Issues from the late-’90s-on were filled with stories of same-sex couples seeking marriage in Hawaii and Massachusetts. A lot of the coverage came from the Associated Press, which speaks to the trend of LGBT issues making it to the mainstream press.
PGN printed articles throughout 2004 following the quest to marry of Julie and Hillary Goodridge in Massachusetts, culminating in May 2004 when same-sex couples were legally able to marry in that state.
Defending victories: 2006-2016
The years 2015 pushed marriage to its ultimate conclusion at the U.S. Supreme Court in June.
PGN frequently ran maps illustrating states that allowed civil unions or full marriage, and those that had a constitutional ban on marriage between same-sex couples versus the ones that were challenging marriage bans in court.
The May 23, 2014, front page of PGN featured a five-photo spread of Philadelphians celebrating the Pennsylvania court decision that affirmed marriage equality, and Gov. Tom Corbett’s decision not to appeal the ruling.
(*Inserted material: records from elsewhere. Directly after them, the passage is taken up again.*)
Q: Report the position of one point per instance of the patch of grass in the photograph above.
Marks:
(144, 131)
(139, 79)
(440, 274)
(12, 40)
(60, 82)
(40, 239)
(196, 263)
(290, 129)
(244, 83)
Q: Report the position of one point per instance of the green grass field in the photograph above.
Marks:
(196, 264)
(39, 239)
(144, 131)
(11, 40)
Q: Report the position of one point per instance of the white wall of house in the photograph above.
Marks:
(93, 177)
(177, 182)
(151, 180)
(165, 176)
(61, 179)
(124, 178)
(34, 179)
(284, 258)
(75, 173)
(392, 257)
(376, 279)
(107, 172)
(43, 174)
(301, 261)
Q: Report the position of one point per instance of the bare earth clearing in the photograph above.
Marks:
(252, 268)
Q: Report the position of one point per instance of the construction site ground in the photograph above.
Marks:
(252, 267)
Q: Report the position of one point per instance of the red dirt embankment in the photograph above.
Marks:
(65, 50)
The July 3, 2015, issue was packed with marriage coverage. The decision in Obergefell v. Hodges, which affirmed marriage equality nationwide, fell just in time with PGN’s advanced coverage of the 50th anniversary of the Annual Reminders, an early gay-rights protest at Independence Hall that began July 4, 1965.
The theme of coverage could be summed up in this quote from Chris Bartlett, executive director of the William Way LGBT Community Center: “Let’s enjoy this sweet moment of success and celebration and then take the energy and passion we have used with such effect to continue to pursue the path of full equality.”
The last decade in PGN’s coverage has encompassed a tempered optimism in the LGBT community. Successes have been lauded in the paper, but with an ever-present reminder to guard against attacks to the rights that have been hard won.
In 2009, PGN ran frequent front-page articles covering the introduction of a nondiscrimination law that would include protections for people based on sexual orientation and gender identity. A nondiscrimination law was a major suggestion in the state Council for Sexual Minorities in the 1970s, but was never brought up for a vote.
“It’s time for us in the legislature to take a stand against this kind of discrimination,” said Rep. Dan Frankel of Allegheny County when he introduced House Bill 300 in March 2009. He said the bill “would bring our state in line with several of our neighbors who already offer these basic protections.”
PGN ran an article Jan. 17, 1992, highlighting the New Jersey legislators who “voted in overwhelming majority to add protections from discrimination based on ‘affectational or sexual orientation’ to the state’s law against discrimination.”
Pennsylvania still lacks these protections. The current iteration of the nondiscrimination bill is called the Pennsylvania Fairness Act, but it remains stalled in committee in the Republican-controlled legislature.
Some of the most recognizable reporting from the last decade comes from Tim Cwiek. Steadily over the years, he’s been covering Nizah Morris, a trans woman found with a fatal head wound after a Center City courtesy ride from Philadelphia police in 2002.
In 2014, Cwiek won an investigative reporting award from the Society of Professional Journalists, a national organization. His reporting is ongoing, with oral arguments in an open-records dispute scheduled for April 7.
Another recognizable piece of coverage spans the last two years. PGN editor Jen Colletta steadily covered the gay-bashing case against Kathryn Knott, Kevin Harrigan and Philip Williams, all of Bucks County. The three were convicted of attacking a gay couple in Center City in 2014. Harrigan and Williams took plea deals that involved community service; Knott went to trial and received a jail sentence.
Colletta won a Keystone state press award for an editorial she wrote that took a deep dive into the public perception of Knott’s character, especially in the LGBT community, and how that impacted her case.